For Singles. Discerning Deception.

For Singles. Discerning Deception.

1. In life, many people pretend to be what and who they are not. Many people live a lie.  Some of these people may want to bring that lie into your life, therefor you must learn to be more discerning.

2. Whenever a lady or a guy tells me that they had a terrible experience with someone they wanted to get married to, I always ask, ‘What did you ‘sense’ around this person?’ Things just don’t happen to us. Somehow, we sense them before they happen. In some cases, we even discover the lie but try to hide or mend it but it never works.

3. In Genesis 27:22 Isaac said: ‘The voice is Jacob’s but the hands are the hands of Esau.’ This was a classic case of deception. Whenever what he/she says doesn’t add up, doesn’t make sense or is just plain suspicious, there may be deception going on and you have to be careful. She may have the sexiest body you’ve ever seen but her heart may be stone cold: don’t fall for the deception. She’s out to cause you massive pain. He may be rich but have a harem of ladies: he is dangerous. He will make your life miserable.

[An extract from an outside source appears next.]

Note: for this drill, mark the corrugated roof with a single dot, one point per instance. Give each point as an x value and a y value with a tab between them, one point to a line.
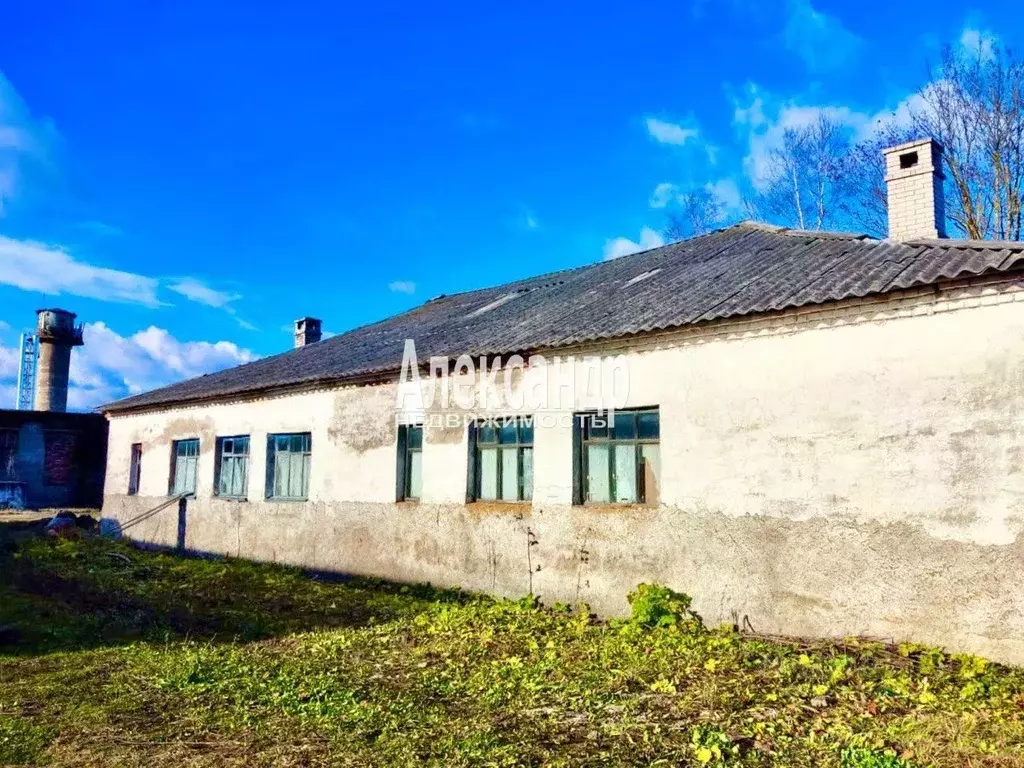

4. You may be in a relationship with someone whose words and actions are contradictory. She says this man is her ‘uncle’, yet you see and hear the way she relates with him that he is more like a ‘sugar daddy.’ Something is wrong. He says she is just a ‘friend’, yet you observe that their relationship may just be beyond that. Something is wrong. Don’t ignore the signals.

5. Deception can be discerned if you allow the Lord to guide you. When that guy says you should give him a large amount of money which you know he has no means of repaying, that should raise a red flag and let you know that deception is around the corner. When she spends more money than she earns, something is wrong. Unless she planted a money tree in her backyard, she’s getting the money from men. Don’t ignore it.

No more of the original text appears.